This section aims to provide interesting and informative tutorials and demonstrations on the way we're approaching speech recognition and synthesis here at CSLU.
The section on building spoken dialogue systems gives a complete tutorial of the CSLU Toolkit's Rapid Application Developer (RAD). RAD is the Toolkit's high-level application developer. RAD's easy-to-use graphical authoring environment enables users to rapidly design and test spoken dialogue systems. It seamlessly integrates the core technologies of facial animation, speech recognition and understanding, and speech synthesis with other useful features such as word-spotting, barge-in, dialogue repair, telephone and microphone interfaces, and open-microphone capability.
The section on natural-language understanding gives a tutorial on our robust natural-language parser called PROFER (Predictive, RObust, Finite-state parsER).
The section on spectrogram reading illustrates that it is possible to "read" speech using a visual display of the speech signal. This provides a basis for understanding the spectral-domain features used by nearly all speech recognition systems, as well as illustrating why speech recognition is considered so difficult.
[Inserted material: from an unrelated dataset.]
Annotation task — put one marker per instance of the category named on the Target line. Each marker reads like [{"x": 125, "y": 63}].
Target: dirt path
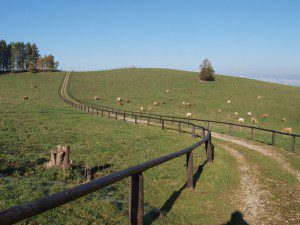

The section on speech recognition contains several tutorials. The first is on how neural-network based speech recognition is performed. Next, there is an HTML-based tutorial on how to build a hybrid HMM/ANN based speech recognizer using the Toolkit. There is also a postscript-format tutorial on how to build either an HMM-based or a HMM/ANN-based speech recognizer using the Toolkit. Data for going through these tutorials is available in a ZIP file, and data files necessary for going through the postscript-format tutorial are split into two files: one for the files necessary for the HMM tutorial and the other for the files necessary for the HMM/ANN tutorial.
The section on Text-to-Speech provides a link to the text-to-speech (TTS) demos developed by the CSLU TTS group, which include an interactive speech synthesis demo, where the user can type in any text and hear the synthesizer's output, the Singing Voice Synthesis demo, and a demonstration of voice conversion.
We also encourage researchers to check out PSL Tools, developed by the Perceptual Sciences Laboratory at the University of California, Santa Cruz. PSL Tools provides a set of tools for designing, conducting and analyzing the results of perceptual experiments. It allows users to manipulate auditory and visual stimuli for perceptual experiments; design interactive protocols for multi-media data presentation and multi-modal data capture; transcribe and analyze subjects' responses; perform statistical analyses; and summarize and display results using the Toolkit's visualization tools.